Yeah and nevermind everything else. Thanks for the laugh.
Strawman
> we have ceased to be a just society for the last 50 years
How could I guess you are not black?
That's a whole other can of worms... For them, it's been more like 500 years. The user danaris said it best I think, it depends on who you are. While some groups have had their justice increased, others have seen theirs decrease.
> Those rules, written by the wealthy, don't apply to the wealthy
How do you think the wealthy resolve dusputes among themselves? You obviously have never lived in a truly lawless society
In the US, laws protect the franchise. The franchise may have wealth but at least at this point in history we have as a nation, extended it to everyone.
If the laws protect the wealthy then perhaps your cynical view misses the fact that there is more wealth held by the average US citizen than that of any other nation on earth. Are we trending the correct direction? No. But that’s not the result of injustice, it’s the result of an economic system that prioritizes wealth extraction.
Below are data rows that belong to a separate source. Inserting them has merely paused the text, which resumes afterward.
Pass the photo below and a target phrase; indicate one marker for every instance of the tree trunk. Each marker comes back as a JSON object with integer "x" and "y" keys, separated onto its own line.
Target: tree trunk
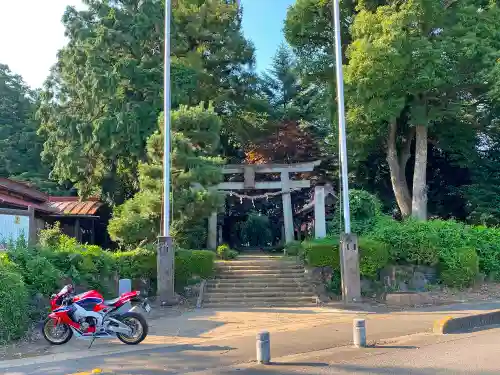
{"x": 397, "y": 167}
{"x": 419, "y": 202}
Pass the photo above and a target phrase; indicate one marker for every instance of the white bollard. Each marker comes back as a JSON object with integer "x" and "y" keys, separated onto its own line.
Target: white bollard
{"x": 124, "y": 286}
{"x": 359, "y": 333}
{"x": 263, "y": 348}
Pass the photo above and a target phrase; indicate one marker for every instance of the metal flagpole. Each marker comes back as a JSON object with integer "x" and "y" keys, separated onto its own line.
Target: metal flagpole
{"x": 349, "y": 257}
{"x": 341, "y": 110}
{"x": 166, "y": 129}
{"x": 165, "y": 257}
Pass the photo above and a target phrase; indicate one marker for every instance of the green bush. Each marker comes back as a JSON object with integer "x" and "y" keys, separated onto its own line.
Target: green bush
{"x": 39, "y": 274}
{"x": 256, "y": 230}
{"x": 136, "y": 264}
{"x": 365, "y": 209}
{"x": 460, "y": 268}
{"x": 191, "y": 234}
{"x": 322, "y": 253}
{"x": 374, "y": 255}
{"x": 293, "y": 248}
{"x": 409, "y": 241}
{"x": 224, "y": 252}
{"x": 13, "y": 302}
{"x": 486, "y": 241}
{"x": 193, "y": 263}
{"x": 233, "y": 254}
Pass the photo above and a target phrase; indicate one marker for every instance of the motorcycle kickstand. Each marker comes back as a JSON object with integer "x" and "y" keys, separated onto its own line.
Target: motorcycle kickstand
{"x": 93, "y": 338}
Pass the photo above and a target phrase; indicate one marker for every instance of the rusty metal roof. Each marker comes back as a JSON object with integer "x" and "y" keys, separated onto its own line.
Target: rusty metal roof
{"x": 72, "y": 207}
{"x": 4, "y": 198}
Wealth and power aren’t entirely the same.
"Democracy" boils down to choosing one point ("candidate") in a highly dimensional space to express your entire preference (actually a high dimensional vector). This is _obviously_ stupid.
You can see the effects in how people love simplifying things into the left/right spectrum, sometimes adding a second axis for conservative/liberal. Because if you do PCA, those are probably the most important factors for many people.
But they fail to generalize this realization to openly discuss the other "less critical" dimensions.
It's a failure of the education system and it perpetuates learned helplessness.
> You have to understand why the courts exist at all. To govern working class citizens. Laws are written by the powerful and wealthy - always has been - to control the working class (everyone else).
It's amazing that after so many failures people are still preaching communism.
You'd have a leg to stand on if you could produce a single communist society which worked for the working class instead of the communist elites.
Can you produce a single capitalist society which worked for the working class instead of the capitalist elites?